Clinical research is conducted to improve the understanding, treatment, or prevention of disease. Clinical studies examine individuals within a selected patient population. This type of research is usually interventional, but may also be observational or preventional. In order to categorize clinical research, it is useful to look at two factors: 1) the timing of the data collection (whether the study is retrospective or prospective) and 2) the study design (e.g. case-control, cohort). 4 Study integrity is improved through randomization, blinding, and statistical analysis. Researchers often test the efficacy and safety of drugs in clinical drug studies. Many clinical trials have a pharmacological basis. In addition, clinical studies may examine surgical, physical, or psychological procedures as well as new or conventional uses for medical devices. Researchers may perform diagnostic, retrospective, or case series observational studies to diagnose, treat, and monitor patients.

Treatments, dosages, and population can be exactly specified to control or minimize internal differences aside from the treatment.

Interventional/Clinical Trials

Clinical trials are defined by phases, with the first phase (Phase I) being the introduction of a new drug in to the human population.

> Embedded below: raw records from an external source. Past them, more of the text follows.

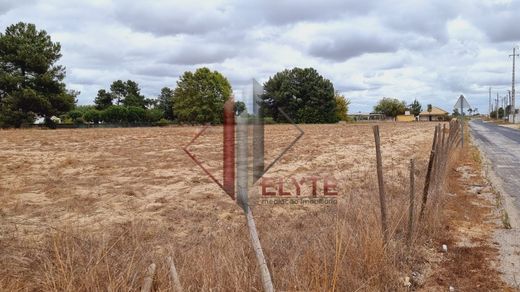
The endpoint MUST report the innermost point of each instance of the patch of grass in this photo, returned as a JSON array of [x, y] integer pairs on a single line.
[[505, 220]]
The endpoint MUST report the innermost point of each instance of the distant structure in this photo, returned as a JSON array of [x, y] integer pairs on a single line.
[[407, 117], [436, 114], [367, 116]]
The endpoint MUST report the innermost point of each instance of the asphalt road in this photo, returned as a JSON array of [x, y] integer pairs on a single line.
[[502, 148]]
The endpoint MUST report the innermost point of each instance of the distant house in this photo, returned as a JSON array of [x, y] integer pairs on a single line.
[[366, 116], [41, 120], [407, 117], [437, 114]]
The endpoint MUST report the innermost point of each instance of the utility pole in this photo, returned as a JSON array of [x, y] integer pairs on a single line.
[[497, 106], [490, 106], [514, 55]]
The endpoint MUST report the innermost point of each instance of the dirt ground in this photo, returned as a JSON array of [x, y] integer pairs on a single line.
[[472, 216], [100, 181], [97, 177]]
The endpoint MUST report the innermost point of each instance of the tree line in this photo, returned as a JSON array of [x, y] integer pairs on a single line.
[[31, 86]]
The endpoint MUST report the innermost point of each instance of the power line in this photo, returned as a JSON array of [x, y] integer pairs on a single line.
[[490, 106], [514, 55]]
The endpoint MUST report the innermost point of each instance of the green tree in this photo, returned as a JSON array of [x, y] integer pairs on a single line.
[[342, 104], [103, 99], [115, 114], [303, 94], [165, 102], [136, 114], [92, 116], [154, 115], [415, 107], [199, 97], [239, 107], [30, 81], [118, 91], [390, 107], [133, 95]]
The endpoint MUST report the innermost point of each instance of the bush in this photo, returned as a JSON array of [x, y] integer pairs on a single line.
[[136, 114], [92, 116], [154, 115], [79, 121], [115, 114], [163, 122], [75, 114]]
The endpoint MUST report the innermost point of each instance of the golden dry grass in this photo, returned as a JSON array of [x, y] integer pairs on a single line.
[[90, 209]]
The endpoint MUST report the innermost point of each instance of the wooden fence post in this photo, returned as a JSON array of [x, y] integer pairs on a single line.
[[411, 208], [173, 275], [382, 196], [428, 176], [243, 201], [148, 279]]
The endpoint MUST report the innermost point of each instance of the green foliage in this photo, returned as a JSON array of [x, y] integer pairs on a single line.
[[415, 107], [136, 114], [199, 97], [342, 104], [239, 107], [30, 81], [128, 93], [165, 103], [79, 121], [390, 107], [154, 115], [115, 114], [103, 99], [303, 94], [163, 122], [92, 116], [74, 114]]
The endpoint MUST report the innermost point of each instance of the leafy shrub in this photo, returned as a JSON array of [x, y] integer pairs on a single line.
[[79, 121], [115, 114], [75, 114], [136, 114], [163, 122], [92, 116], [154, 115]]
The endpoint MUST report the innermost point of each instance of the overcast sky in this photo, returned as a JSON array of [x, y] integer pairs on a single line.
[[430, 50]]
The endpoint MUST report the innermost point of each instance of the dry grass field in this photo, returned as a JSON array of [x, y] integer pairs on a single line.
[[90, 209]]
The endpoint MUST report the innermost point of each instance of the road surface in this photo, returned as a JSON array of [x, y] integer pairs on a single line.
[[501, 146]]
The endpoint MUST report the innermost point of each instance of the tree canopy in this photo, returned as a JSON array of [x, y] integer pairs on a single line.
[[342, 104], [390, 107], [239, 107], [31, 83], [303, 94], [165, 102], [415, 107], [199, 97]]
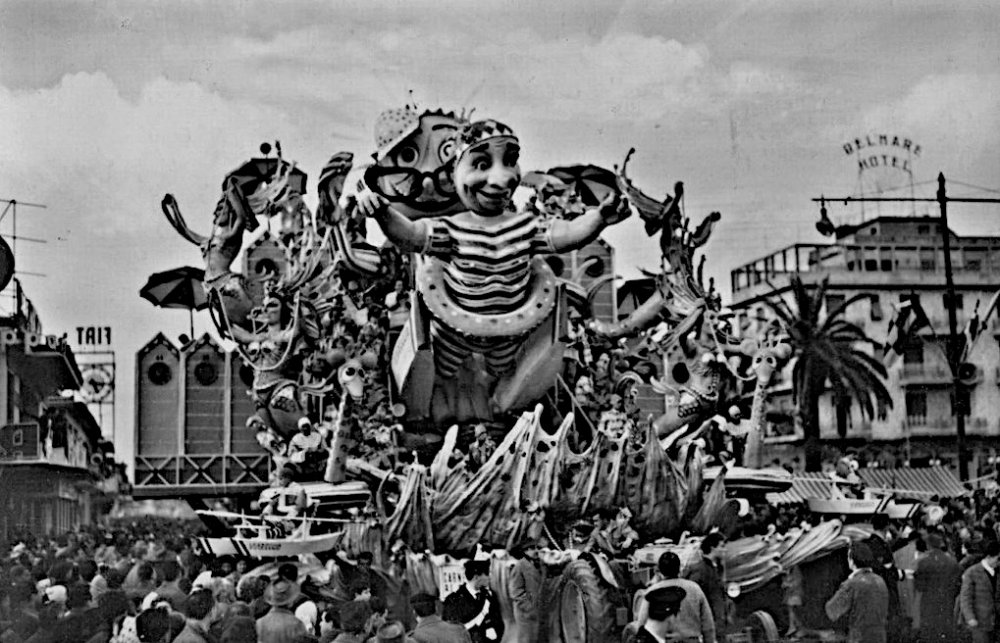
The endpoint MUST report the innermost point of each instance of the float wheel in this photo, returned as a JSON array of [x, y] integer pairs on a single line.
[[762, 627]]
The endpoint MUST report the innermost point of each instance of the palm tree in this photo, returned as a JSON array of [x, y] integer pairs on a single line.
[[830, 351]]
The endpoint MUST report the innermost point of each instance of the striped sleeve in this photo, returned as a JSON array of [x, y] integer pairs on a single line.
[[439, 239]]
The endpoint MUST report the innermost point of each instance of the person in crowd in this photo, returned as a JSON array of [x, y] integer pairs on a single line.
[[664, 622], [48, 617], [617, 536], [143, 583], [862, 598], [360, 574], [707, 573], [978, 596], [353, 619], [938, 579], [280, 625], [379, 615], [524, 586], [430, 627], [474, 606], [199, 609], [391, 632], [880, 543], [22, 616], [239, 629], [169, 588], [303, 607], [694, 619], [80, 623], [251, 591]]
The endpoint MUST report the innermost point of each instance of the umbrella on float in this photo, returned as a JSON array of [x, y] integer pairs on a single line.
[[177, 288], [591, 182]]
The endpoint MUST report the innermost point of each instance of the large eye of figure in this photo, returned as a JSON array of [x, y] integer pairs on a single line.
[[446, 150], [407, 155]]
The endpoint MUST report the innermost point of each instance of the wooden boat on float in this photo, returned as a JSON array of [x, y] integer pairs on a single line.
[[838, 503], [751, 481], [328, 509]]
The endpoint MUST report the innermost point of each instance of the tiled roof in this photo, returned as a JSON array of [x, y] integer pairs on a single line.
[[923, 483]]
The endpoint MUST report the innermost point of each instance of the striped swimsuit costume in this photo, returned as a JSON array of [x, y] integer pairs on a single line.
[[487, 270]]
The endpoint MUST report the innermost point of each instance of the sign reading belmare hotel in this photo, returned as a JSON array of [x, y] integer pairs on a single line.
[[882, 150]]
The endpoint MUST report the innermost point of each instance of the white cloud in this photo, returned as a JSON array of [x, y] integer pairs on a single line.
[[956, 119], [109, 160]]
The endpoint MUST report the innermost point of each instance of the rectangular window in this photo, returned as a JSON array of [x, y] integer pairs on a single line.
[[913, 352], [928, 258], [883, 411], [916, 406], [885, 259], [876, 308], [961, 402]]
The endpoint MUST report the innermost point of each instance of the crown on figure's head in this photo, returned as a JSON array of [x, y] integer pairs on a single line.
[[271, 290]]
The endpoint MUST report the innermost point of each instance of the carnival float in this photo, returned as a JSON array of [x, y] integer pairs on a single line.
[[412, 396]]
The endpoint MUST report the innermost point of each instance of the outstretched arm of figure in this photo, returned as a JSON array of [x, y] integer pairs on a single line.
[[409, 236], [570, 235], [241, 335]]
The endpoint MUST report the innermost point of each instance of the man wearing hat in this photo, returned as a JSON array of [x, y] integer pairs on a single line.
[[863, 599], [431, 628], [938, 578], [524, 586], [280, 625], [199, 609], [664, 622], [978, 598], [474, 606], [391, 632]]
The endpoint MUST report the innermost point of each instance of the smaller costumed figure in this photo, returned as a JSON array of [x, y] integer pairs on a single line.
[[482, 447]]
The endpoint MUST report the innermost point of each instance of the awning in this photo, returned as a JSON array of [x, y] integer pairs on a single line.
[[923, 482], [920, 483], [804, 485]]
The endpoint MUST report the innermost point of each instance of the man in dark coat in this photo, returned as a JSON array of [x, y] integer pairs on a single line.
[[978, 597], [862, 598], [430, 627], [474, 606], [707, 573], [885, 566], [938, 579], [524, 586]]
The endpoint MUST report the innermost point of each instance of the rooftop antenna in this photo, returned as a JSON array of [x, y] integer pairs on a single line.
[[11, 208]]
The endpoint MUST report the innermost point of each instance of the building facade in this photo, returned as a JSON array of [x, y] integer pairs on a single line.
[[898, 262], [56, 471]]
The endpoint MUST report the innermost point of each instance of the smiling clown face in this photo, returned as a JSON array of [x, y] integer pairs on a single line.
[[413, 169]]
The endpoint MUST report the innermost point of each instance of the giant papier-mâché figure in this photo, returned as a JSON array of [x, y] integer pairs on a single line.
[[482, 274]]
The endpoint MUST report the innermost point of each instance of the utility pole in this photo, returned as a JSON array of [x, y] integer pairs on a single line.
[[954, 352]]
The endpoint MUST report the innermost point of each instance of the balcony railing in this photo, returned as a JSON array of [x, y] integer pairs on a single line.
[[925, 374], [200, 474], [22, 444]]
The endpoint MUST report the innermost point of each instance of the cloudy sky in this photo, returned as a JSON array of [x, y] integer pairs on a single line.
[[105, 106]]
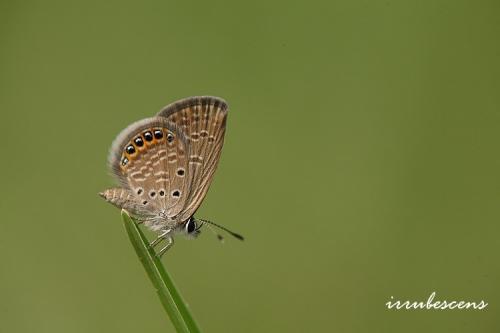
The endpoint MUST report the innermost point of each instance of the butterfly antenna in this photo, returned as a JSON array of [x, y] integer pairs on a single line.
[[219, 236], [235, 235]]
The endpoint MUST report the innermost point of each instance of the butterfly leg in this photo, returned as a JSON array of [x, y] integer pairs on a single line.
[[170, 241]]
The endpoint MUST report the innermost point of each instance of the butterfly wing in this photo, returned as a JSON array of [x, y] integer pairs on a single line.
[[203, 121], [150, 160]]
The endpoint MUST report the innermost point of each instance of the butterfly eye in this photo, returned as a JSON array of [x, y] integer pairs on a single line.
[[190, 226], [148, 136], [158, 134], [130, 150]]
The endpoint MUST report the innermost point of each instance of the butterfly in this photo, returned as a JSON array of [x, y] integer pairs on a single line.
[[165, 165]]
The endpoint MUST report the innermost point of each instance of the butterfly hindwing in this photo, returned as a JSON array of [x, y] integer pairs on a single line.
[[150, 160]]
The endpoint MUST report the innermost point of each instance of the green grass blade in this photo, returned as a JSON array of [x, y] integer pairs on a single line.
[[170, 298]]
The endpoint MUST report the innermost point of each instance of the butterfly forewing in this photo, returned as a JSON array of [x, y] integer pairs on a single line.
[[150, 159], [203, 122]]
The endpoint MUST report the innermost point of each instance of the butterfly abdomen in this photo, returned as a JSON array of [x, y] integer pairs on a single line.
[[117, 196]]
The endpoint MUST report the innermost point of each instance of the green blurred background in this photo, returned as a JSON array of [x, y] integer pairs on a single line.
[[361, 162]]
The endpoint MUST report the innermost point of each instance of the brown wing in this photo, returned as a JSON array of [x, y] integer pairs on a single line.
[[150, 159], [203, 121]]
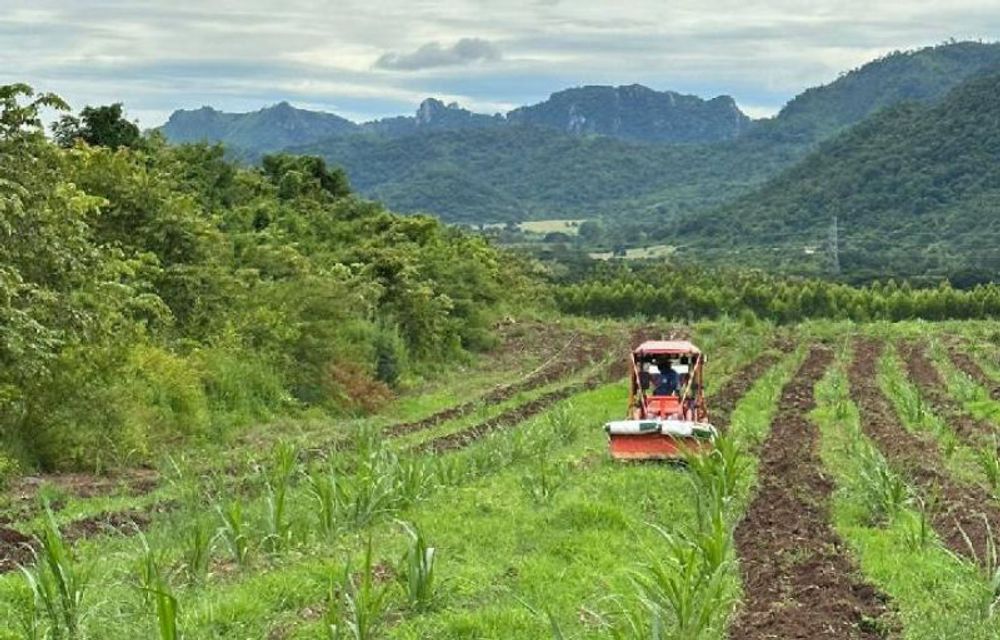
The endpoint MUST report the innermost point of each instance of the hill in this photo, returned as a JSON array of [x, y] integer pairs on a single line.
[[919, 75], [517, 173], [913, 189], [635, 112], [587, 152], [271, 128]]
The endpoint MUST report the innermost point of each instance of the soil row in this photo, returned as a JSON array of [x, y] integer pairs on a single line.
[[724, 402], [553, 370], [17, 549], [798, 579], [933, 387], [967, 364], [959, 510], [515, 415]]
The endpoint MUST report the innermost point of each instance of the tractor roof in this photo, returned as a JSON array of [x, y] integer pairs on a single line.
[[666, 347]]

Before Phase I, animal testing will have been undertaken. 5 Phase I is conducted to assess the safety and maximum dosage that a majority or a significant portion of patients are able to tolerate. The following list describes the key elements of each clinical trial phase . 7

  • Phase I: This is the initial step in any drug development, a Phase I clinical trial includes a small number of people (usually 20-100) to determine the safety of a drug and the appropriate dosage.
  • Phase II: After success at Phase I, Phase II trials include larger groups of individuals (~100-300) and work to determine both efficacy as well as potential adverse reactions.
  • Phase III: At this stage, larger numbers of individuals (~300-3,000) with a specific condition are included within the trial. Trials seek to establish intervention effectiveness in treating a condition under normal use and to establish more robust safety and side effect data.
  • Phase IV: Following approval for public use, Phase IV trials are undertaken to understand the long-term impact of an intervention. At this stage, the drug may also be tested on “at-risk” populations, such as the elderly, to make sure that it is safe for a broader population.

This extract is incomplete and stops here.